“Someone who lies and someone who tells the truth are playing on opposite sides, so to speak, in the same game. They both respond to the facts as they understand them, although the response of the one is guided by the authority of the truth, while the response of the other defies that authority and refuses to meet its demands. Bullshitters ignore these demands altogether. They do not reject the authority of the truth, as liars do, and oppose themselves to it. They pay no attention to it at all. By virtue of this, bullshit is a greater enemy of the truth than lies are.”
-Harry G. Frankfurt, professor emeritus of philosophy at Princeton University (Paraphrased to remove gender references)
It is very difficult to communicate in the age of Trump. It behooves us all to learn and teach such basic foundations of communication as recognizing logical fallacies. What follows is a list of common fallacies found every day on Facebook. Feel free to add examples of your own.
1. “We won the election, you lost, get over it!”
This is called the “ad populum” or “appeal to popularity” fallacy. A claim is not necessarily true because it is popular. Few conservatives believed that Obama’s victory proved his principles, few liberals believe that Trump’s victory proved his principles, and they are both right. Political victory is no guarantee of ethical integrity. We must learn to communicate person to person with those with whom we disagree and forget the imaginary crowds in the back of our minds we feel validate our arguments.
2. “Oh, yeah? What about Bill Clinton/George W. Bush”
This is the “tu quoque,” or “you, too” fallacy. This fallacy consists of “refuting” what someone says by producing a bad example from that person’s group. Every group has bad examples. Finding bad apples from someone’s group doesn’t disprove what that individual is saying.
3. “That’s what I would expect a liberal/conservative idiot to say!”
Obviously this is the “ad hominem” attack where, instead of refuting what someone says, you insult the the person speaking. One response to this fallacy would be to say, “even if that were true of me, how would it refute what I said?” If someone is obviously trying to bully you, it might be helpful to point out that they would not need to resort to insults if they really believed they had a strong argument. The point is, shooting your opponent in a chess match is not the same thing as gaining a checkmate, and ridicule is not the same as refutation.
4. “We know the Bible is true because of all the miracles recorded in the Bible that prove it is true.”
This is known as “petitio principil” where speaker appears to be proving a truth claim, but are actually just rephrasing their assumptions in the form of a conclusion. This is known as a circular argument, or “begging the question.”
5. “I think the president knows a little more than you do about this.”
We rely on experts in certain fields to help us navigate through life, but no expert is beyond accountability. The “argumentum ad verecundiam” or appeal to authority attempts to end investigation by appealing to what Popes, generals, or other authority figures say. Always ask how any authority knows what they are claiming.

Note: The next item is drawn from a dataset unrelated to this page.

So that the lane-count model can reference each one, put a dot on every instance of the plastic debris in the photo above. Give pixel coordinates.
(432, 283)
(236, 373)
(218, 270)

6. “I think you’ll understand what I’m saying better if I fill your Facebook page with emojis and articles I’ve cut and pasted from dubious sources.”
When someone co-opts a topic or produces irrelevant examples it is known as “ignoratio enlenchi” or a “red herring.” It is sometimes called the “Chewbacca defense” after a South Park episode where a lawyer distracts the jury by continually bringing Chewbacca into the conversation.
7. “Any attempt at gun control is an attack on the brave soldiers who died”/ “Any defense of gun ownership is an attack on the poor students who died”
Painful topics are particularly susceptible to what is called “argumentum ad misericordiam” or appeals to pity. The casualties of an earlier war do not justify the policies behind a war in our own day. While I would love to reduce the number of guns in our country, I know there are many gun owners who are as offended by gun violence as am I. The world is a complicated and painful place and that isn’t the fault of either side of an argument.
8. “You can’t prove that the abominable snowman DOESN’T exist!”
This is the appeal to Ignorance or “argumentum ad ignorantiam.” We are at a real impasse because conservatives and liberals are having trouble finding sources of information both sides can trust. Poking holes in someone else’s theories can be an endless treadmill. At some point we must consider what might be trust worthy sources of information for all sides of the divide. Anyone who is not open to that search for objective criteria is not serious conversation partner.
9. “All our problems began when prayer was taken out of the schools” /”All our problems began when Ted Nuggent wrote “Cat Scratch Fever.”
This fallacy is called “post hoc ergo propter hoc” meaning that just because one event happens after an earlier event does not mean the first event caused the second. It is human nature to look for simple causes, but we must help one another remember that life is never as simple as our human melodramas would pretend.
As I say these are difficult times to communicate, but for that very reason it is invaluable for us to model the kind of reasonable communication for which we aspire.